怒涛のプロローグ
ここに2人の男女がいる。
男の名前はライト。若干のキラキラネーム。流行のロックやJ-POPには目もくれず、なぜか一昔前の洋楽に明け暮れる時代逆行型ヴォーカリスト。
生い立ちはこんなだ。子供の頃にピアノをかじらされるも、譜面通りにやらなくちゃいけないのに嫌気がさして放り出した。
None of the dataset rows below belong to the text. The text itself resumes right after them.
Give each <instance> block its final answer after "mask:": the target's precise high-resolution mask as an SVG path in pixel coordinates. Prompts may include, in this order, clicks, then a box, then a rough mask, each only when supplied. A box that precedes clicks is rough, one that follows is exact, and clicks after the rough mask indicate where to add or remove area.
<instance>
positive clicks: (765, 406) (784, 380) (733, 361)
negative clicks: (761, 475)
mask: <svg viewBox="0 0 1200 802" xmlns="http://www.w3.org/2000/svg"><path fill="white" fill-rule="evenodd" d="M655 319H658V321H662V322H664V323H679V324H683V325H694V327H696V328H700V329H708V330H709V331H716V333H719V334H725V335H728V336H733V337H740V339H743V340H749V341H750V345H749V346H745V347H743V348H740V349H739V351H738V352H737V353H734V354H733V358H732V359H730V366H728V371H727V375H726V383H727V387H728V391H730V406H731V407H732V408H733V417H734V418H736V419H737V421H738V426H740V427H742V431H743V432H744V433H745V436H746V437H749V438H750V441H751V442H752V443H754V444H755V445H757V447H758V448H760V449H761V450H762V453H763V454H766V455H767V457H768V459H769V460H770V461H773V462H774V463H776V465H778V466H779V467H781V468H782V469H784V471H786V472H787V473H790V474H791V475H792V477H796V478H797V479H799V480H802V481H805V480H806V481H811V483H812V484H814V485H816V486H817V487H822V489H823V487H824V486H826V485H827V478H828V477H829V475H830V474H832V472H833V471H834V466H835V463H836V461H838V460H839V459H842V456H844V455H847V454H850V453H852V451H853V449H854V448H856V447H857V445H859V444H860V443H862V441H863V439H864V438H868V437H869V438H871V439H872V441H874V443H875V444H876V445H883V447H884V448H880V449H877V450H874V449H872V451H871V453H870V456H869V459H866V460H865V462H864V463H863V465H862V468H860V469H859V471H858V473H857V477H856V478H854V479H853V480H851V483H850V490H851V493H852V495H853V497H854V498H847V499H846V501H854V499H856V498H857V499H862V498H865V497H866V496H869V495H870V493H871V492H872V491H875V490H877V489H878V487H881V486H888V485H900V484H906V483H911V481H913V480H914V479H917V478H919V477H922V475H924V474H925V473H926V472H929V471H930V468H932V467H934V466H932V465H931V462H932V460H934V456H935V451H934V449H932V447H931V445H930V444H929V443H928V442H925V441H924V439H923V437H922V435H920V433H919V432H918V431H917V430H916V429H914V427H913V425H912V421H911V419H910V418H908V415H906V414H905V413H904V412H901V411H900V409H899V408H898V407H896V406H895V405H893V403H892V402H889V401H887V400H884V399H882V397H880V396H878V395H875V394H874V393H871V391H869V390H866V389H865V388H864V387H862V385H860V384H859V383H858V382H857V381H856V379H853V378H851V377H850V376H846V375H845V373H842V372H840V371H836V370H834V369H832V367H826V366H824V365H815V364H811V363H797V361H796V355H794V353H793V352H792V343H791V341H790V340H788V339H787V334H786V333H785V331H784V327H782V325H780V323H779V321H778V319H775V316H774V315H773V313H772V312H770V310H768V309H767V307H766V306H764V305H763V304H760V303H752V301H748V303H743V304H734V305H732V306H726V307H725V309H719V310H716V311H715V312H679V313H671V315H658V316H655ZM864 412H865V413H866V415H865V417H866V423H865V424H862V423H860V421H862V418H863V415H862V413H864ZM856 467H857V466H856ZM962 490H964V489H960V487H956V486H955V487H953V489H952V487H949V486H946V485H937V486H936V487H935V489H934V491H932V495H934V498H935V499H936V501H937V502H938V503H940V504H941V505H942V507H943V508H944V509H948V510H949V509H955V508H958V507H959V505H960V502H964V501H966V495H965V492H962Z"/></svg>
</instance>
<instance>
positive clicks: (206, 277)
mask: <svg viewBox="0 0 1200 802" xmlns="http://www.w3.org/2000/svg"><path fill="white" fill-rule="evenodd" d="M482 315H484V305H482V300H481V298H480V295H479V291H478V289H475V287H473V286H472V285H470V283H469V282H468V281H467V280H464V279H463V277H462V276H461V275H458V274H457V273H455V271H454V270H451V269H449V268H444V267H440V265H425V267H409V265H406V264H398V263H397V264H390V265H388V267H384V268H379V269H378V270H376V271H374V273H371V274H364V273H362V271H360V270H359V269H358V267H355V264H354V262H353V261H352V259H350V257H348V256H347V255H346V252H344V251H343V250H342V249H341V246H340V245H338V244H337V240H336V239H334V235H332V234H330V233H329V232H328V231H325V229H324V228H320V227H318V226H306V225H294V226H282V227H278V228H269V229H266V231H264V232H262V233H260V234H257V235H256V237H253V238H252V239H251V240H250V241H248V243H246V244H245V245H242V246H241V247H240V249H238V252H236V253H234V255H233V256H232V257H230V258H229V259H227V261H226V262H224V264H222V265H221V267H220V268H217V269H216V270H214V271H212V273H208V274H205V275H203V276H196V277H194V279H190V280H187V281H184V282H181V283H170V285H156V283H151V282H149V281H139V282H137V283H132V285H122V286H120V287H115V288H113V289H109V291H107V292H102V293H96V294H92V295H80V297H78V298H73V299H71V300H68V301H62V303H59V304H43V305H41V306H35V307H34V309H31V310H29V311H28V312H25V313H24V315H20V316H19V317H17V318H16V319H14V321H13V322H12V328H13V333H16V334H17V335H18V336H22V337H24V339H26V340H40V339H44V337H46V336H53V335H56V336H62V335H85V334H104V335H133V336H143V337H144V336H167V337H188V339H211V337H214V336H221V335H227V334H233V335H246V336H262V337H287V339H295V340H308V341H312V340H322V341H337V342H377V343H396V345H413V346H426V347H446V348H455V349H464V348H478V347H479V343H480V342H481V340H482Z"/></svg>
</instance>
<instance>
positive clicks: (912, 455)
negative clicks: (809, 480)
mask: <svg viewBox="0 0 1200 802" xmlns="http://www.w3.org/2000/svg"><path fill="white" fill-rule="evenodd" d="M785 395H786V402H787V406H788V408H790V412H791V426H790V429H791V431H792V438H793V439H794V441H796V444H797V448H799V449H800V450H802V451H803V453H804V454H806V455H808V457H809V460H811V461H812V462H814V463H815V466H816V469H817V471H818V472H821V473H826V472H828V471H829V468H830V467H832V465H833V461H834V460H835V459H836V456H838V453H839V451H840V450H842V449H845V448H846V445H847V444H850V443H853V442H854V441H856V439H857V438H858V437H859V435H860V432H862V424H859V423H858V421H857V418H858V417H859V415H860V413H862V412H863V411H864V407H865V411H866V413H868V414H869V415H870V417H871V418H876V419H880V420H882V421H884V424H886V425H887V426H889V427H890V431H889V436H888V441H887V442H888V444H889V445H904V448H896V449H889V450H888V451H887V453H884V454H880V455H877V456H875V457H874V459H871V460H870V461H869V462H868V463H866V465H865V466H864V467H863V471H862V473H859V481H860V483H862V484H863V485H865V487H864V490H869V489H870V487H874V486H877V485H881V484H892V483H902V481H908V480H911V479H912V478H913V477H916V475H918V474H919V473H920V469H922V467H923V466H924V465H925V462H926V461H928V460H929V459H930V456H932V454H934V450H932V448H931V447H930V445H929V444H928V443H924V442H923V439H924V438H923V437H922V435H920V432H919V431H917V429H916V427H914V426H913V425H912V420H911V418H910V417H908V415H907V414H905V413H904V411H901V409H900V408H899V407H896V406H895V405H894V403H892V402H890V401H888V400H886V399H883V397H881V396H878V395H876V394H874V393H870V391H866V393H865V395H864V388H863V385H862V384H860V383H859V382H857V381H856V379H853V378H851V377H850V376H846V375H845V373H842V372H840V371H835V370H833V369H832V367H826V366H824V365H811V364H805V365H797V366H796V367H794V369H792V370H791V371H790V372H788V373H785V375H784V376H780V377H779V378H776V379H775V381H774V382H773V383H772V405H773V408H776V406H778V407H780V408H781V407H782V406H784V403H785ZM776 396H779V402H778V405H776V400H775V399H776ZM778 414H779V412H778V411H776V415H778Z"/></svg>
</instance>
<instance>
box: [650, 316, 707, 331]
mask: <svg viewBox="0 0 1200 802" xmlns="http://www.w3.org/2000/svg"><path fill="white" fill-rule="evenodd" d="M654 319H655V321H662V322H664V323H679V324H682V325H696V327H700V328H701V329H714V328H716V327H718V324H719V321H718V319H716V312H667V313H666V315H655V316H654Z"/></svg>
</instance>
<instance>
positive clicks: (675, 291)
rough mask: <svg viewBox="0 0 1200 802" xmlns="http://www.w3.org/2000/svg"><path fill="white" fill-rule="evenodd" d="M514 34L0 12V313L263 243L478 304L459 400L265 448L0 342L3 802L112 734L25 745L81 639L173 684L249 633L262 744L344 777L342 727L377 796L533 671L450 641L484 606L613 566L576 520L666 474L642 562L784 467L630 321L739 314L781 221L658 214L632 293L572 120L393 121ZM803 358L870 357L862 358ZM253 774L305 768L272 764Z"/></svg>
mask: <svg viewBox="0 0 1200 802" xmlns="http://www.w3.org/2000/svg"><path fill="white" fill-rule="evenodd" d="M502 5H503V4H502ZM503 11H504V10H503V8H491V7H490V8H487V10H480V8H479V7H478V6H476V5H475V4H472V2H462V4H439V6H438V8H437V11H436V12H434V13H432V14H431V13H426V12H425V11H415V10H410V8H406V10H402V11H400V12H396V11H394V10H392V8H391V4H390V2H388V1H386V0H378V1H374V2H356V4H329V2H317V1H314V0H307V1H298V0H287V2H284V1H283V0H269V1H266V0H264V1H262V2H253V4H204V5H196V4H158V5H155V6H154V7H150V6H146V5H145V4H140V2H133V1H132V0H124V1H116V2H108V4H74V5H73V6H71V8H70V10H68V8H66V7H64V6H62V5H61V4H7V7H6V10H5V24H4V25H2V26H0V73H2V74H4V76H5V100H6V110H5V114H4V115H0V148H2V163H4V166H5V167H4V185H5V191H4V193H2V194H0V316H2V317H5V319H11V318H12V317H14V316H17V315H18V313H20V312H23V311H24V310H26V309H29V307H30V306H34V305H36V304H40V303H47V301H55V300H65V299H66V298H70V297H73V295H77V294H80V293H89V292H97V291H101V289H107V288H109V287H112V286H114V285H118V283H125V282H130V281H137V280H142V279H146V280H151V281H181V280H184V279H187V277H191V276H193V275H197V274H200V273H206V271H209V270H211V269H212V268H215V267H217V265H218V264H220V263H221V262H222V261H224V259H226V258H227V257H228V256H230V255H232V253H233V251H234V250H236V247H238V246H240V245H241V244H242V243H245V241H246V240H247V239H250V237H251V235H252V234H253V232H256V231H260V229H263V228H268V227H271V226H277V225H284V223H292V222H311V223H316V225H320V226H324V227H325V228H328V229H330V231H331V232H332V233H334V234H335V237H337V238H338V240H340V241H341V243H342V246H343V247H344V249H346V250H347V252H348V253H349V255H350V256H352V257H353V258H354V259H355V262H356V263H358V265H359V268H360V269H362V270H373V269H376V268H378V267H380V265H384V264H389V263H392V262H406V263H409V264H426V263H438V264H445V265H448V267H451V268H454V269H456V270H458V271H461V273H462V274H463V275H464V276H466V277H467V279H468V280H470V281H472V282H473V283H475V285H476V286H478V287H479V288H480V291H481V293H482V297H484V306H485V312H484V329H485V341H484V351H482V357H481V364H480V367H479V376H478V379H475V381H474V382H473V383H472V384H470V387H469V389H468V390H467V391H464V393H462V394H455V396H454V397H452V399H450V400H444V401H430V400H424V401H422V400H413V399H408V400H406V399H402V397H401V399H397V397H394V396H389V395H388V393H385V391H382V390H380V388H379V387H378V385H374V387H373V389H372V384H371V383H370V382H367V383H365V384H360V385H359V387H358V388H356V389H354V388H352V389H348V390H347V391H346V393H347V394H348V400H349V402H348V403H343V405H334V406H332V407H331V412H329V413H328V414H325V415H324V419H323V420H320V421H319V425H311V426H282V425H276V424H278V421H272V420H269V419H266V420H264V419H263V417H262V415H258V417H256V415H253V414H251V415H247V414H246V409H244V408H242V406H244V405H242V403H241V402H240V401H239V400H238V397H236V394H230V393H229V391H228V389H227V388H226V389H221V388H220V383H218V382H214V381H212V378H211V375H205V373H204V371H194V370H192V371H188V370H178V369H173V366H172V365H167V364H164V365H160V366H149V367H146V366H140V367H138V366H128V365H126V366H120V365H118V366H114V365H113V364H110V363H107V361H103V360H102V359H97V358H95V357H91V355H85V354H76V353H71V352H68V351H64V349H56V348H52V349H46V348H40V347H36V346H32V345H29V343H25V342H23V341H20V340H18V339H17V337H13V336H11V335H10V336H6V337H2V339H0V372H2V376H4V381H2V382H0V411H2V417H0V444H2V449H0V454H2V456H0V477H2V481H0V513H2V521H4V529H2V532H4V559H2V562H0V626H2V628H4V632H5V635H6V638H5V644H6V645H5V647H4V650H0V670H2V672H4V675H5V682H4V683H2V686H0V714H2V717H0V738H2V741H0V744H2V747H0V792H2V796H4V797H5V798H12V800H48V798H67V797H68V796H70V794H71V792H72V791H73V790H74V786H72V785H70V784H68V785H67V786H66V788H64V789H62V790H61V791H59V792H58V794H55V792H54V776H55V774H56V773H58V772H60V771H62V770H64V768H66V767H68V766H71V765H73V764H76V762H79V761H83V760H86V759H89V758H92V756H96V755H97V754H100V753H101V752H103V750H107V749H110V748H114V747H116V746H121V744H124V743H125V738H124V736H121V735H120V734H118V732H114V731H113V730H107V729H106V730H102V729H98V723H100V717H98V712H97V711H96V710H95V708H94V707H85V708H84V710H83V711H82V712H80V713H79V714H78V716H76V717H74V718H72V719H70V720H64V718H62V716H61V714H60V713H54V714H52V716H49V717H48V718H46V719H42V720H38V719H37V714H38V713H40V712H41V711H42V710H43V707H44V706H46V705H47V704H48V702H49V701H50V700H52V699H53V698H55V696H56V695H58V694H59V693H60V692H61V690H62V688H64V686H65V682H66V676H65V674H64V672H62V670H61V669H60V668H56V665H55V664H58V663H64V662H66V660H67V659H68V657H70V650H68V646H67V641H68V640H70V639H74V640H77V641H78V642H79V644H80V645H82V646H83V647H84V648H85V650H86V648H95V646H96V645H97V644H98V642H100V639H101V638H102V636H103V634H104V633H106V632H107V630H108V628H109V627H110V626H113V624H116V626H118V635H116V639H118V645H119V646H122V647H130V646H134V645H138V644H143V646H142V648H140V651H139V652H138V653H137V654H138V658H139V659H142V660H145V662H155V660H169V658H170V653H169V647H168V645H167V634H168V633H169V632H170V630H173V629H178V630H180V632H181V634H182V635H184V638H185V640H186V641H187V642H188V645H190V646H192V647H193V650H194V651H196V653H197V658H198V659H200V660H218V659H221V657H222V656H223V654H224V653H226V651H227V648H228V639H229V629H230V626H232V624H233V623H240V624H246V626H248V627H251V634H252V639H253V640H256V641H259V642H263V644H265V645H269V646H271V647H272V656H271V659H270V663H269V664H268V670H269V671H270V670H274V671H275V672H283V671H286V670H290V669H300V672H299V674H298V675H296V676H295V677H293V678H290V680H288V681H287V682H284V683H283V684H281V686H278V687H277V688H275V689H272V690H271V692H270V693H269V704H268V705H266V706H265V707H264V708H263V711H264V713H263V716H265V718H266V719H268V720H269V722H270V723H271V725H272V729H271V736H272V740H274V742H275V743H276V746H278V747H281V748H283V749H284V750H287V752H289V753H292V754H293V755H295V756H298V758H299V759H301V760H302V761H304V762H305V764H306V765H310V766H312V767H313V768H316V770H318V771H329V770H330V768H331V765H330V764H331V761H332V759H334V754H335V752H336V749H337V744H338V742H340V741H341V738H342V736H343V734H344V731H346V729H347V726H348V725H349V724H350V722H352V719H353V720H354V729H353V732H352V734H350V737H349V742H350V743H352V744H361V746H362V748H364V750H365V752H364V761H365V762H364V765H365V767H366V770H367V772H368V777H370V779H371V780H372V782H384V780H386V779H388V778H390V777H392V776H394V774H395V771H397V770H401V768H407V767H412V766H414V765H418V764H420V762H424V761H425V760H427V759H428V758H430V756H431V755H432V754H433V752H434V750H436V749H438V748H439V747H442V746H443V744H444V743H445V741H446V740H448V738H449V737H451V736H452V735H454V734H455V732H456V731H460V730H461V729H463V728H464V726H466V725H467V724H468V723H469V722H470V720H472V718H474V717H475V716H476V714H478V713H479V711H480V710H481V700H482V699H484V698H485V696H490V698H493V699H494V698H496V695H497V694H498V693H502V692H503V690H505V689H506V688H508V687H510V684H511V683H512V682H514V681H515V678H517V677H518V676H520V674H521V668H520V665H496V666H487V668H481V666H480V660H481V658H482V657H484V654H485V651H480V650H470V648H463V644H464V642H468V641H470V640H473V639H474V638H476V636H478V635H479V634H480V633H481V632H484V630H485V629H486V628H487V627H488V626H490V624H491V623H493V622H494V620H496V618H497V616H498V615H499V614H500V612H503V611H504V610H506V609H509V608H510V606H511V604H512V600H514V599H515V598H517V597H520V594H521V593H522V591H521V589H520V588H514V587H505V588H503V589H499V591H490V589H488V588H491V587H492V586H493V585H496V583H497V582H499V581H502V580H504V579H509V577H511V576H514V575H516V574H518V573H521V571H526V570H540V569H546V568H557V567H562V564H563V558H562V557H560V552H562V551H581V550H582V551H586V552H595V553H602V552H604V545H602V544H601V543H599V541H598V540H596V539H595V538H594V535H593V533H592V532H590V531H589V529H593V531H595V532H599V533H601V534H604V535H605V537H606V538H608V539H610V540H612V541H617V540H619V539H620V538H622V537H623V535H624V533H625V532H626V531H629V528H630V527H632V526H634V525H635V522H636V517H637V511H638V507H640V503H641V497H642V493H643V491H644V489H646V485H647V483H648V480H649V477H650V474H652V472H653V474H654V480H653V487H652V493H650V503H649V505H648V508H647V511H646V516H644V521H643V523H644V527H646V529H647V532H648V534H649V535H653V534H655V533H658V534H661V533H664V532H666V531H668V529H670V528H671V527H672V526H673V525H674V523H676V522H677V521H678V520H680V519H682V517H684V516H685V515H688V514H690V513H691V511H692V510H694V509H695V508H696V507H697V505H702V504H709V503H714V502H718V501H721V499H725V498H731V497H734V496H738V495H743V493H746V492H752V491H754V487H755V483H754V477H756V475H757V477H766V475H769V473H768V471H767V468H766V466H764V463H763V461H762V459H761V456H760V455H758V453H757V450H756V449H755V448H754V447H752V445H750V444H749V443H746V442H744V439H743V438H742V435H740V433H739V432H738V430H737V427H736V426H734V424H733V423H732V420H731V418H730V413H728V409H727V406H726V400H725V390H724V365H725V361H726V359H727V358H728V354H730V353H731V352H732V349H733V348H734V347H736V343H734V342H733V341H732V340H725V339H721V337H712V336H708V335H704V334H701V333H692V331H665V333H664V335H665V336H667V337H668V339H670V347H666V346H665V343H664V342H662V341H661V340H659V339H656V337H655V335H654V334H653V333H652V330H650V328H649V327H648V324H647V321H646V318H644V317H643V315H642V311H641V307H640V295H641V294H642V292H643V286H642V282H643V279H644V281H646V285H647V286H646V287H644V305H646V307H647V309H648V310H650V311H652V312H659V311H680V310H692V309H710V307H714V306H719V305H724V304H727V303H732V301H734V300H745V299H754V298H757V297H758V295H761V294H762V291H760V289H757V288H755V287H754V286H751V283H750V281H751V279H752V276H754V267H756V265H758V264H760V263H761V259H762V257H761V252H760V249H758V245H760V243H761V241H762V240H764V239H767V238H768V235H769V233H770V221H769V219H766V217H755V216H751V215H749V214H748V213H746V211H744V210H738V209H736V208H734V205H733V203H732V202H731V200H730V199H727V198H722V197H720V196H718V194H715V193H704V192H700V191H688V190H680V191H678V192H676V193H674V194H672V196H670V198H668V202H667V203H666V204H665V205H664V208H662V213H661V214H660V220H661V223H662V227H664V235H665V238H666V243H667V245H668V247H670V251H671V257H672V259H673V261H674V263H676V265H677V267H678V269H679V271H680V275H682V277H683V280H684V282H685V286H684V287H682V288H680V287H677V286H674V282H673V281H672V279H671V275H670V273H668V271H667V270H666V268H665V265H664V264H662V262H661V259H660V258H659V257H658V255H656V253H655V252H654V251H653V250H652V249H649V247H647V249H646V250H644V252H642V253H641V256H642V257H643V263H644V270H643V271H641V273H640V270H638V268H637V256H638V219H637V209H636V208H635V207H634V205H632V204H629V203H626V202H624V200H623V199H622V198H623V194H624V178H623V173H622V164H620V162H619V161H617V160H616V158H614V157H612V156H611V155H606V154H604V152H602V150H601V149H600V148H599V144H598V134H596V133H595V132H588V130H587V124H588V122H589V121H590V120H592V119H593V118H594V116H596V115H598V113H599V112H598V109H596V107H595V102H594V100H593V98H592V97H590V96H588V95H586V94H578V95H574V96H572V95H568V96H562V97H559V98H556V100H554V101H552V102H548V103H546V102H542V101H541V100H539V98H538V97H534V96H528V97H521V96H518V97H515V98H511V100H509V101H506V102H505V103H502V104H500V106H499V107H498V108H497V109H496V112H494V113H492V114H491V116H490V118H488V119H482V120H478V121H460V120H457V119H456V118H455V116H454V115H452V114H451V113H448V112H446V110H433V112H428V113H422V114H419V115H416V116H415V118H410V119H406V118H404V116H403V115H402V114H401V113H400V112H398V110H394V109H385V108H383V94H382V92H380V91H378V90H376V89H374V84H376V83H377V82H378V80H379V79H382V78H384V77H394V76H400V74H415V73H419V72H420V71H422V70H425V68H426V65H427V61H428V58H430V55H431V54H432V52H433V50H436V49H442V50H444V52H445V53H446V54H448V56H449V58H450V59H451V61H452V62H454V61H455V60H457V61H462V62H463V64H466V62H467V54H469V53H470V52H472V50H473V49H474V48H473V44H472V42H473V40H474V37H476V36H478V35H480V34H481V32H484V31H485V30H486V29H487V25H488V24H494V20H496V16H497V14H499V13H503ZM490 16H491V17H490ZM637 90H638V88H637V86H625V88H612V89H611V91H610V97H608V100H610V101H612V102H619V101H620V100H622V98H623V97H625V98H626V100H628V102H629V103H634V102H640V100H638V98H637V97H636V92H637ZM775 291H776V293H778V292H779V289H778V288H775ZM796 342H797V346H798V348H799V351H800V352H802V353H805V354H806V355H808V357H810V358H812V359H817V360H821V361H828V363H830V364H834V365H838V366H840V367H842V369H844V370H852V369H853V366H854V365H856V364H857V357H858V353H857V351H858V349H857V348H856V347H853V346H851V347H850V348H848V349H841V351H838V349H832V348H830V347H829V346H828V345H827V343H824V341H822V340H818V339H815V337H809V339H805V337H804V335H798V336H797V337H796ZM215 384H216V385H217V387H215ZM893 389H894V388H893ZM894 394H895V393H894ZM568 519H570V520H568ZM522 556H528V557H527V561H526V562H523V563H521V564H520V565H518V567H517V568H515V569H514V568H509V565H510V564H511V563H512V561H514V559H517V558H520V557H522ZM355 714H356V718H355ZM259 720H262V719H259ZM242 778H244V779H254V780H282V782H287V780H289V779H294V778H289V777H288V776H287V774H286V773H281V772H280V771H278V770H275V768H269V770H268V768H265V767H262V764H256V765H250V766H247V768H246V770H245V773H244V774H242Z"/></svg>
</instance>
その後は地域の少年合唱団に所属。もともと光るものがあったのか、ソロパートを任されるまでになった。ただ、そこでも彼は、やってしまった。心の叫びが出すぎるのだ。普通の合唱コンクールが、ライトの熱い独壇場になってしまった。まわりドン引き。
だから、もともとハンサムであるにも関わらず、女子にそれほどモテないのだった。
彼の父親はかつて音楽系の雑誌の出版社に勤めていたが、思い立って辞職し、その後は60~80年代の洋楽をメインにした中古CD屋を営みだした。
「みんな結局あの頃に影響されてんじゃねーかー!」
とかなんとか、叫んだとか、叫ばなかったとか。
このことが、ライトの人生を大きくひねり曲げることになるとは、誰も思っていなかった。
女の名前はアイ。たぶん漢字で書いたら「愛」なのだろう。
彼女もまた、幼少期より、楽しくピアノのレッスンを受けていた。それがある日、涙やら鼻水やらを豪快に飛び散らかしながら叫んだ。
「ピアノなんか、もう、やらない!絶対にやらない!きらい、きらい!」
母親は途方に暮れた。先週まではルンルンでレッスンに行っていたアイが何故。たしかに、レッスンの後からアイは何か、落ち込んでいるようだった。なんとか訳を聞き出そうとするがアイは頑なだった。
この時、アイのハートの中は嵐が吹き荒れていた。
(大好きな先生が、どこぞの馬の骨とも分からない女と結婚しやがる!あたしをお嫁さんにするって約束したのに!……)
アイはピュアな心の持ち主だ。幼少だったから純度1000%。
「あのね、あたしね、おっきくなったら先生のお嫁さんになるの」と、勇気を出して告白し、
「そっか。ありがとうね」と先生が答えた。
アイの中では、完全に婚約が成立していたのだった……。だから裏切られた感が満載だった。そして、このことが、その後のアイを奥手にさせる要因となってしまった。
ピアノを手放したものの、アイは音楽が好きだった。
ある日、年の離れたモテたい盛りの兄貴が、下手くそなエレキギターを弾いているのを目の当たりにし、心の中で、
(耳がくさる……お兄ちゃんセンスないよ……)
と思いつつ、お目目からキラキラ妹ビームを出しながら、
「お兄ちゃん。アイにもギターやらせて?お願いお願い!」
と、おねだり攻撃。
「しょうがないなぁ。壊すなよ」
デレデレ兄貴。お年玉で買ったストラトキャスターを妹に持たせてやった。その瞬間、アイの中に眠っていたアンプに、バチィィィィィン!と電源が入ったのだった。